Novices may be inclined to go straight to their computers. But professional designers know that effective graphic design begins with research: information gathering and critical thinking about the project at hand. Next comes brainstorming: tapping into creativity and putting pencil to paper. So we’re going to have to ask you to step away from your computer.

images

Appealing to your audience. For visual communication, you should speak to the audience in its own visual vernacular. For instance, the visual aesthetics of MTV and early video games are part of the collective memory of Gen X.

RESEARCH

Always start with research. If you’re lucky, the research you need in order to begin a new design comes from the person who sent the work to your desk. Let’s call this person, whoever it is, the boss or client. But you may have to do your own research or at least pitch in with it.

Even the humblest design assignment necessitates collecting basic information about the design’s purpose and deadlines. At the other end of the spectrum, a high-stakes campaign demands extensive research, analysis and planning culminating in multiple coordinated designs accountable to measurable objectives.

Regardless of who collects the facts, and however big or small the design job, you need reliable answers to some standard questions:

1. What is the objective? Communication objectives frame decisions about everything from format to font. Clear objectives also provide the benchmarks for gauging a design’s success. So what exactly is the visual communication purpose? What do you want your audience to think, feel or do? Is the audience learning something new? Are you creating conviction or preference? Or stimulating action or behavior? By the way, speaking of the audience…
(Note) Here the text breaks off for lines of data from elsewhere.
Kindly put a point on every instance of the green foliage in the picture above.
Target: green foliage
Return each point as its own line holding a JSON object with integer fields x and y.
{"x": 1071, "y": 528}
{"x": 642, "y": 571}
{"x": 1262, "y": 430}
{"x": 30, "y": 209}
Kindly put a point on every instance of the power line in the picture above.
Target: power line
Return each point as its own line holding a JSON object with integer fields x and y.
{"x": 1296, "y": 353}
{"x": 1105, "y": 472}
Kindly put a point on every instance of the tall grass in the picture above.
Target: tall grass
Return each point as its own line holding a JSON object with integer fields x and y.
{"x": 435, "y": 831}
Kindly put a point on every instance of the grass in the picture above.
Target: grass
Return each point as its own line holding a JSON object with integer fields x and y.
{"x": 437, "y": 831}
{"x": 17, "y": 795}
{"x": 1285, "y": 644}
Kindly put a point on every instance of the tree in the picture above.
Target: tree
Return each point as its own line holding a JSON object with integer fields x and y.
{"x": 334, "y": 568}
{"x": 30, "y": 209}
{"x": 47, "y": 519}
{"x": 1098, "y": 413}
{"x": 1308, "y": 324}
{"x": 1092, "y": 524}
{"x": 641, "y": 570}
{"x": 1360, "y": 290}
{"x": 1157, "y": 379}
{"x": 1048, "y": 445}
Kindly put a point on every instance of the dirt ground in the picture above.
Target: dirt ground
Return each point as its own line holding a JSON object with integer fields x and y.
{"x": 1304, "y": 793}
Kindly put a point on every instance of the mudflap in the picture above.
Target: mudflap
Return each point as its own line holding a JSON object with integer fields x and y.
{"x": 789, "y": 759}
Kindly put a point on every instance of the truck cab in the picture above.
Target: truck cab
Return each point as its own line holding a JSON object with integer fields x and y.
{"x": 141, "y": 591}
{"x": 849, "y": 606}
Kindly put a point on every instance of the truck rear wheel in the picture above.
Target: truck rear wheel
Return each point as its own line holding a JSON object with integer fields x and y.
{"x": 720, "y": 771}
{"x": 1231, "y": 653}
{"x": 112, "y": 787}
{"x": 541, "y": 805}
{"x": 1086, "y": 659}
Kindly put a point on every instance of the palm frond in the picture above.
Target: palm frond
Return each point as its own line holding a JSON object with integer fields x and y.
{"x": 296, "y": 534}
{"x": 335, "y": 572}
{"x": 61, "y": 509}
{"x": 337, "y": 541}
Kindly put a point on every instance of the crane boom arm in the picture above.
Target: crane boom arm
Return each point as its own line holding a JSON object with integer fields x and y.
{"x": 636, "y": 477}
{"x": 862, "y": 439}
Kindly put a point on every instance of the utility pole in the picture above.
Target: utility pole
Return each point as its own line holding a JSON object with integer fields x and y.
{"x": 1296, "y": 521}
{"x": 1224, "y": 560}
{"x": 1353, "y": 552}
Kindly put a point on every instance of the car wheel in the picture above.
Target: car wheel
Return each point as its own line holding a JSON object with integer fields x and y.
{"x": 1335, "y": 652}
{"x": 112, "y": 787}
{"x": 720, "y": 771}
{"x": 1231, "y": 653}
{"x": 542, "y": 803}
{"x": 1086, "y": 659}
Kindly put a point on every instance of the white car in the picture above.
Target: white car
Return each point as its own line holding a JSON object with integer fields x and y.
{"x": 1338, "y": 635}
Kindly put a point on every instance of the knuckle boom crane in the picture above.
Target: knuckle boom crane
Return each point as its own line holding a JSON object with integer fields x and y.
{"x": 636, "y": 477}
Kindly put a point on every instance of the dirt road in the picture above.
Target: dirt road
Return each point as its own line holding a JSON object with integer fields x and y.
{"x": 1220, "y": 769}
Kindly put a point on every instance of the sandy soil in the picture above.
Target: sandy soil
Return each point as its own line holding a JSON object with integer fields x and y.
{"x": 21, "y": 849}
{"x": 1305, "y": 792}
2. Who is the audience? To whom must the design speak? Loyal patrons or happenstance traffic? High-powered business people or high-tech tweens? Knowing your audience well is critical for developing visual communication that resonates. Public relations and advertising agencies may invest in research such as focus groups and surveys to collect key consumer insights about where the target audience leans and how it interprets messages. News organizations may use opinion polls to assist issue reporting. For visual communication, the point is to speak to the audience in its own visual vernacular. For instance, the visual aesthetics of MTV and early video games are part of the collective memory of Gen X.

You need to consider any physical needs of your audience, too. How might an audience of baby boomers who are increasingly dependent on reading glasses affect your design?

Design must be inclusive. Consider that members of your audience may be colorblind. Will you need to translate copy into other languages? Do you need versions of signs or printed pieces in Braille? When designing for the Web and multimedia, how will you accommodate visitors with impaired vision or hearing?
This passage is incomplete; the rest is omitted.